誤解のないように書いておくが、私は宮部みゆきの大ファンである。
ミステリーファンの中では「これからの注目作家」と言われていたが
まだ今のように「超メジャー」ではない頃から、作品はすべて読んでいる。
いずれも素晴らしい出来映えだ。うまい。「楽園」も一定の水準は超えている。
だから読んで後悔はない。
しかしここ数年、ややついて行けなくなっている。同じ作家をずっと読んでいると飽きるものだが、そうではない。
宮部の小説は、うまい。独自の世界もある。だがここ数年はかつてのような緊張感がなくなってきたと思うのだ。

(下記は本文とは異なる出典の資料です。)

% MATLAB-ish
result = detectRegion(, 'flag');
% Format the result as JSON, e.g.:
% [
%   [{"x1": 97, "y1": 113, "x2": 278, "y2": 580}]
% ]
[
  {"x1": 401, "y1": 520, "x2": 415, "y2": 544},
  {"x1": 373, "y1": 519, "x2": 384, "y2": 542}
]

まず、無用(と私には思える)に長い。「楽園」も、宮部の文章力でスイスイと読ませられるが、
「うーーむ!」と感心したり、「すごい!」と感嘆したりという場面が少ない。
人に対する優しいまなざし、ラストの落とし方はさすがだなあ、うまいなあ……と思う。
が、そこまでに上下巻700ページ。その700ページが、冗長なのである。
会話にも、これまでの宮部作品のような「味わい」が少ない。
厳しい言い方をすると、橋田壽賀子のシナリオを読んでいるような錯覚さえ覚えたシーンもある。(これは極論)

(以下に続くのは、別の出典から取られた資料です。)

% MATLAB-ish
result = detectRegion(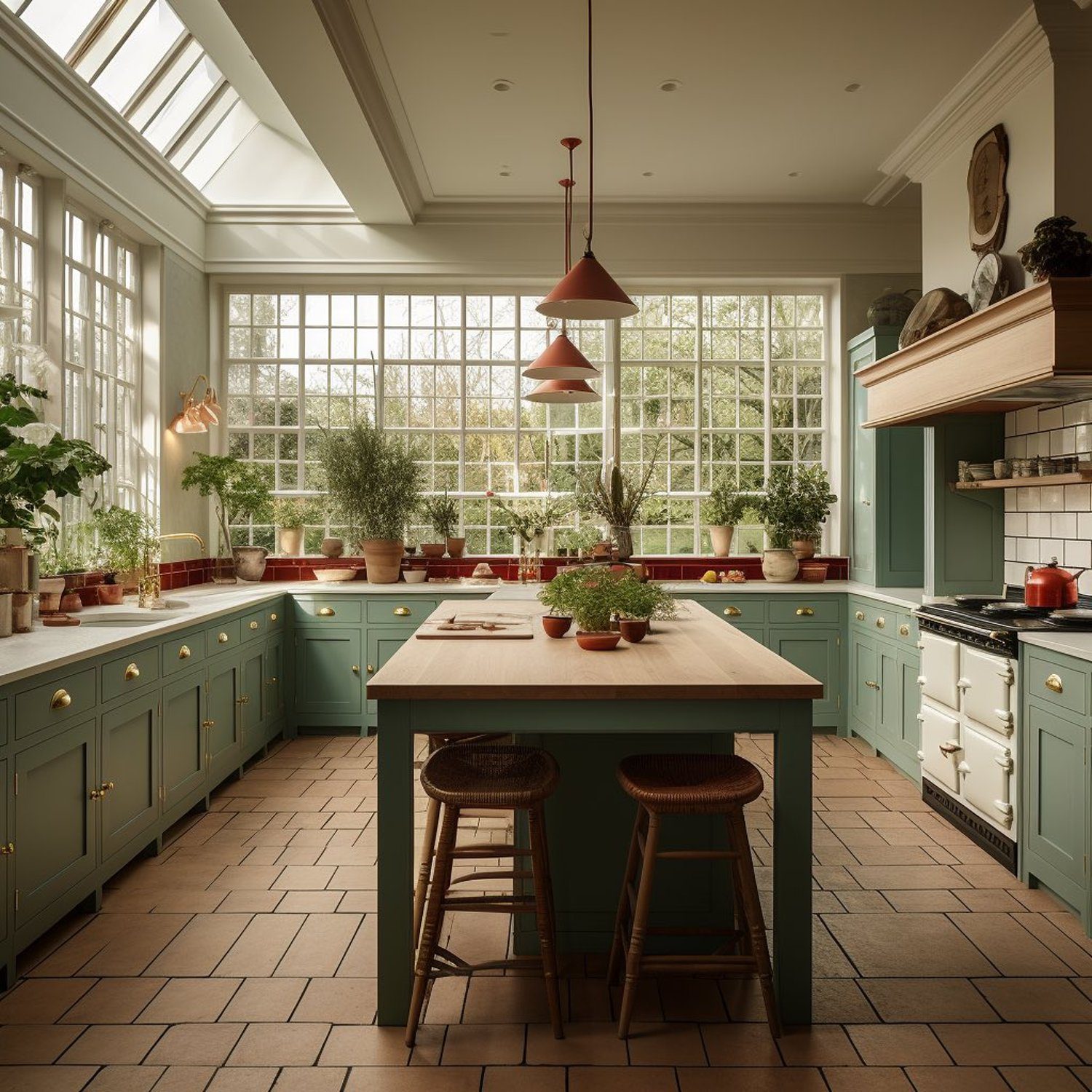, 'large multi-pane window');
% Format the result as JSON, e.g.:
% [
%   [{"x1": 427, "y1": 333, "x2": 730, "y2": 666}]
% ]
[
  {"x1": 0, "y1": 157, "x2": 41, "y2": 381},
  {"x1": 225, "y1": 290, "x2": 829, "y2": 554},
  {"x1": 63, "y1": 207, "x2": 142, "y2": 508}
]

また「楽園」は「模倣犯」を読んでない人にはストーリーがつかみづらい。
「模倣犯」の9年後の続編――という位置づけだからだ。
いくら「模倣犯」が大ベストセラーになったとはいえ、これはないと思う。
上巻の初めのほうで「模倣犯」のダイジェストを入れるとか、
藤原伊織の遺作「名残り火」のように、はっきりと「てのひらの闇2」と謳う誠実さがあっていいのではないか。
宮部作品が好きだからこそ、彼女には「火車」の頃の輝きを取り戻して欲しい。
単なるノスタルジーではなく、心からそう思う。
よって、★ひとつ減らしました。